With Thursday came  the betrayed victims of domestic violence (betrayed by the police of course, not by their violent partners). The analysis of the HM Inspectorate was fully supported by the ‘right on’ Home Secretary Theresa May and the politically correct rent-a-quote Chief Inspector Of Constabulary Tom Winsor. The BBC should have asked exactly how dispassionate was the report’s evidence. But no, no such questions were posed. The victim was king. Yet the bulk of the evidence was taken from self-defined sources – domestic abuse victim focus groups, 500 victims supported by victim support groups and 200 ‘independent’ domestic violence advisors – all with a vested interest in this ongoing drama.

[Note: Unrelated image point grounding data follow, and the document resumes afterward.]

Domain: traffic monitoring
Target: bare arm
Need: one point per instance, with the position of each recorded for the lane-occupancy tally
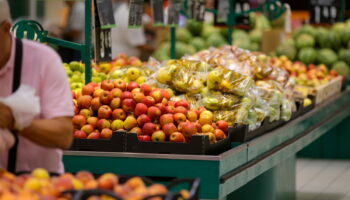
(52, 133)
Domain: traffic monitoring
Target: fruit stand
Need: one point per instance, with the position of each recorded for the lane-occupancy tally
(248, 171)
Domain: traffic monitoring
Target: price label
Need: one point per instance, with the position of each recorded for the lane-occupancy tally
(196, 9)
(135, 13)
(240, 6)
(158, 12)
(174, 12)
(324, 11)
(105, 13)
(103, 22)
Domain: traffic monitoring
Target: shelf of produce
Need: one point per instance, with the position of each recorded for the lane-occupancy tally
(221, 175)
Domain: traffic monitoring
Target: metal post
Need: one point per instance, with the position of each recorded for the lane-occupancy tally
(231, 20)
(342, 10)
(86, 53)
(172, 42)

Nor was it asked why in this era of ultra equality and gender rights do women allow themselves to get into and stay in abusive relationships for so long. It seems  the police are to blame – not the warring couples themselves. No questions were asked about the collapse in standards of decent behaviour  associated with state-supported family breakdown. Nor were the 700,000 male victims of domestic violence mentioned, let alone interviewed. Not once was the impossibility of the police’s predicament in trying to deal with the fall-out from family breakdown considered.

And no wonder policemen no longer even try to defend themselves. Today’s blame culture leaves them with no option but to grovel and promise ever more political correctness. Just look  at Bernard Hogan-Howe’s cringe-making apology that night to a Nicky Campbell-style TV audience for police effrontery in stopping and searching anyone. Goodbye to police authority.

There was one group however that the BBC did not present as victims; these were the multi-ethnic residents of the Page Hall district of Sheffield on the receiving end of a large-scale localised Roma migration, who in John Humphrys’s words ‘ambushed’ him in the course of his visit, begging the question as to whether they would have been given their voice otherwise. They were overwhelmed they said – by overcrowding, by unprecedented amounts of rubbish thrown into gardens and dumped in streets, by all-night noise and late-night groups of non-English-speaking young Roma males on the streets. It had been going on six years and had got worse, not better.

No they were not victims (in the BBC mindset it is migrants who are victims) with their distinctly politically incorrect views about the Roma, however unarguable  the slide into chaos of their neighbourhood. Only being multi-ethnic themselves saved them from a BBC charge of racism.